Focus Less on Your Failures, More on What Matters
After two months of wallowing, I ran into Narani, a work colleague, fellow Mad Toasters Toastmaster, and friend. She too offered her displeasure in the contest results, but ultimately, she saved me from me.
You see, Narani told me she had chosen me as her hero for an assignment for an in-house class. I was certainly humbled and honored. She went on to say that my speech had changed her. It was because of my speech that she was seeking out opportunities.
Hadn't someone said something similar to me on the night of the contest? Yes, but at that time I was not ready to hear it.
On that day, however, it was because of Narani that I began to focus less on the failure of not making it to the world stage, to focus more on what mattered.
Changing Your Thoughts Changes Your View of Failure
I stopped trying to understand the reasoning of the judges. Instead, I took a critical view of what happened that night. I focused on what I could control.
When I considered how that night played out, I had to admit, unlike a previous night when I was on fire and engaging with the audience, feeding off of them, the night of the division contest I was an over rehearsed, scripted, dud. The message was great, but the delivery was off.

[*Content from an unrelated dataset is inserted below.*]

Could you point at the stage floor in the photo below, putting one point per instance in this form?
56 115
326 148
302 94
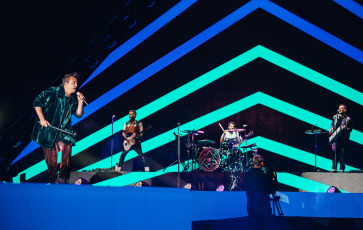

In the beginning of my speech I ask, “Have you ever, out of the fear of failure or fear of uncertainty closed the door on opportunity?” A young man sitting in the front row raised his hand, as he shook his head in acknowledgement. So focused on what came next, I continued on with the speech rather than acknowledging him. That was a perfect opportunity to have engaged the audience, but I missed.
Have you ever, out of the fear of failure or fear of uncertainty closed the door on opportunity?
Onto something, I continued with an honest critique of that night. What resulted was the speaker that I am today.
Lessons from Failure Bring the Best Out of You
A couple of weeks before running into Narani the then Lieutenant Governor of Marketing for District 46 said to me, “Pam, your speech was amazing. Don't stop competing.”
I learned a lot from losing that night. I did not need a competition to do what was most important.
After my honest assessment of that night, I realized failing to win that contest taught me what matters. What mattered most was having the opportunity to make a positive difference in the lives of others, like I had for Narani and Bryan's girlfriend, not winning a contest.
To accomplish that, I made it my mission to be an engaging and inspiring motivational speaker.
Guess, what? That is exactly what I have become. Lesson learned and added to my lesson deposit.
That is how I learned that failure brings out the best in you.
Allow Your Failures to Change You for the Better
Failing to win that night was far more beneficial to me than winning could have ever been. Why?
Had I won that night, I quite possibly would have never learned, for myself, that failure is your best teacher. Failing to win the contest turned me into a better speaker, allowing me to inspire others. No doubt, failure changes you for the better.
When it comes to what you may perceive as a failure, I strongly encourage you to not wallow in what will serve you no purpose, to control what you can control, and to change how you view your failures. I bet you’ll find that when you focus on what matters and embrace the lessons from your failures you’ll be changed for the better.
- Remember to not wallow in what will serve you no purpose.
- Remember to control what you can control.
- Remember to change how you view your failures.
- Remember to make an honest assessment of your failures.
- Remember to focus on what matters.
- Remember to embrace the lessons from your failures.